Central And Eastern Europe
TBC Banka
While its market share is 74% in Georgia, TBC Bank financed a substantial nationwide project from 2023 to 2024 to install and modernize natural gas infrastructure. During this effort, contractors faced cash flow deficits and waited up to a year to be paid for completed work. TBC Bank analyzed the project and offered factoring as a solution, taking the risk off the debtor. TBC Bank also launched a web-based, end-to-end SCF and factoring platform.
Latin America
BBVA
BBVA has been providing local SCF solutions in Latin America, including Mexico, Peru, Colombia, and Argentina, since starting in Mexico more than 15 years ago. The bank offers its major SCF programs in Mexico, Peru, and Colombia. In October 2020, BBVA presented its brand-new global SCF platform. The cloud-based platform provides the most competitive funding, a standardized contract approach, a supplier-onboarding tool, and a centralized view of all the companies’ programs and suppliers in all locations and currencies simultaneously.
Middle East
Emirates NBD
Clients have taken up the digital-onboarding proposition for last-mile suppliers offered by Emirates NBD. The platform, smartSCF, lets suppliers manage their accounts receivable workflows; and the buyer’s accounts payable function manages payables by automatically matching credit notes against invoices.
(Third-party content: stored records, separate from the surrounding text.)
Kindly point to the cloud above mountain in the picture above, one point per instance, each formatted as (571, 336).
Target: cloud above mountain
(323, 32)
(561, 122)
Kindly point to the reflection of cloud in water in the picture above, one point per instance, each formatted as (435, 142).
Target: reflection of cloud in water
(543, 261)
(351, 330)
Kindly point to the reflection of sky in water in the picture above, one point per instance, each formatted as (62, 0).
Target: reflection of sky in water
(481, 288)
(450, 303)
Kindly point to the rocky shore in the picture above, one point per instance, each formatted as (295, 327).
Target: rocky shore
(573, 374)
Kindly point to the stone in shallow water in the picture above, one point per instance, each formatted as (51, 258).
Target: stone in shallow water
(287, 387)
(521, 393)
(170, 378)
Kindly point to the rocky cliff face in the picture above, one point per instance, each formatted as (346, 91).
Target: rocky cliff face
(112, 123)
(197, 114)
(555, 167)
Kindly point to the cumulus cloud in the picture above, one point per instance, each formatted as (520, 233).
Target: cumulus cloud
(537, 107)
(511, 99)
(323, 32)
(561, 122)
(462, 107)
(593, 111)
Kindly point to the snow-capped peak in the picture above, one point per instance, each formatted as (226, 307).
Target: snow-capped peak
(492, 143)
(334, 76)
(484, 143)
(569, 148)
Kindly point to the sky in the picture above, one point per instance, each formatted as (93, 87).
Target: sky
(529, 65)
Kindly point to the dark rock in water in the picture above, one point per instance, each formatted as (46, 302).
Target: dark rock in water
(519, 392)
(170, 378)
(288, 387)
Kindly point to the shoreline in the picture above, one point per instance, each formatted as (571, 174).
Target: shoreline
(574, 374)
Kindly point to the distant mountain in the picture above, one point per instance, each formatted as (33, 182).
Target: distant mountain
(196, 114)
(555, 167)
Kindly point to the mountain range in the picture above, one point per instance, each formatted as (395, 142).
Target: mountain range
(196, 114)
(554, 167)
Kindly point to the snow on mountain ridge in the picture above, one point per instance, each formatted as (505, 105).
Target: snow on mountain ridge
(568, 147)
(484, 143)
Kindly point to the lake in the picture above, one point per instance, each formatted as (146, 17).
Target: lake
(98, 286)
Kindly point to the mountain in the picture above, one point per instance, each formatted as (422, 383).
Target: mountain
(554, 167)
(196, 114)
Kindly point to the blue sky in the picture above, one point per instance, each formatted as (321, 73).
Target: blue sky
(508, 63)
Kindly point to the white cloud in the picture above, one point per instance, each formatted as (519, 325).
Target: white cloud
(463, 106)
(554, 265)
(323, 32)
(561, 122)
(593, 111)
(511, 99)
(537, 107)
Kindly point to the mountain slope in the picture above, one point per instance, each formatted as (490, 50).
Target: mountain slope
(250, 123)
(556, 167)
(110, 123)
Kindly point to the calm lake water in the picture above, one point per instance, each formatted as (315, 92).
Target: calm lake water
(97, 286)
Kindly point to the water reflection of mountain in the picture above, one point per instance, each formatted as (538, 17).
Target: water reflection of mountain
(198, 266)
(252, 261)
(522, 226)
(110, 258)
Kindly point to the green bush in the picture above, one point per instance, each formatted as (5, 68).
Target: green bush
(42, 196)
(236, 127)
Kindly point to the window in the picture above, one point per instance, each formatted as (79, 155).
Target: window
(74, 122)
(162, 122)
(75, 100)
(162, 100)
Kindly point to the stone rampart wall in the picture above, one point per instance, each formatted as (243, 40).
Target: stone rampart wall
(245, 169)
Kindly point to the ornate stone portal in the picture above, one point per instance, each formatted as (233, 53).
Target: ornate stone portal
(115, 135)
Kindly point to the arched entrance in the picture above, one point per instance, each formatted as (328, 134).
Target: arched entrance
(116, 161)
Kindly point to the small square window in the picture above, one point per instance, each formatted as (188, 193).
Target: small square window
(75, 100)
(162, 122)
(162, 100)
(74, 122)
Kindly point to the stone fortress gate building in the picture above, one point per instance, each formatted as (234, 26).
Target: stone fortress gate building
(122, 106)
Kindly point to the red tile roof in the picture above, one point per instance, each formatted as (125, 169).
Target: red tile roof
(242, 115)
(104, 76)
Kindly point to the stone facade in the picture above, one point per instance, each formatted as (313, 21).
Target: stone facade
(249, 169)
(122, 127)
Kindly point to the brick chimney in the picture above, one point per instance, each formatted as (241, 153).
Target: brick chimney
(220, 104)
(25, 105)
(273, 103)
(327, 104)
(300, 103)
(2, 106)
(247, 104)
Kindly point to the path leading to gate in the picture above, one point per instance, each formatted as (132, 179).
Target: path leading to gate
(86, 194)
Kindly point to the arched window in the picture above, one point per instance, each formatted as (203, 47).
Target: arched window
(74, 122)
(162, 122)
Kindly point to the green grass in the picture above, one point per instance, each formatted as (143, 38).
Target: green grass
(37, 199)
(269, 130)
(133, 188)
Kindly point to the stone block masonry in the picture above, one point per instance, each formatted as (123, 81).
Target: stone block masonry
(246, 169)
The platform also provides multichannel access, including Swift and host-to-host. A sustainable supply chain program allows clients to influence suppliers to adopt sustainable processes. Emirates NBD has developed the platform to digitalize and streamline receivable finance and SCF product offerings and is the first bank in the region to offer dynamic discounting.
North America
MUFG
MUFG, one of the largest SCF providers in the US, has a 15.1% wallet share among large corporations. Last year, the bank distributed more than $25 billion in SCF assets across multiple investor banks and financial institutions. The bank has five regional operating centers in the US and services more than 500 buyers and sellers and 41,000 suppliers in 42 countries.
Western Europe
Societe Generale
Societe Generale is the leading SCF provider in the Belgium, Netherlands, and Luxembourg region in terms of the number and volume of existing programs. The bank continues to expand its footprint in the UK, Germany, France, Italy, Spain, Switzerland, the Nordic countries, the US, and the Asia-Pacific region.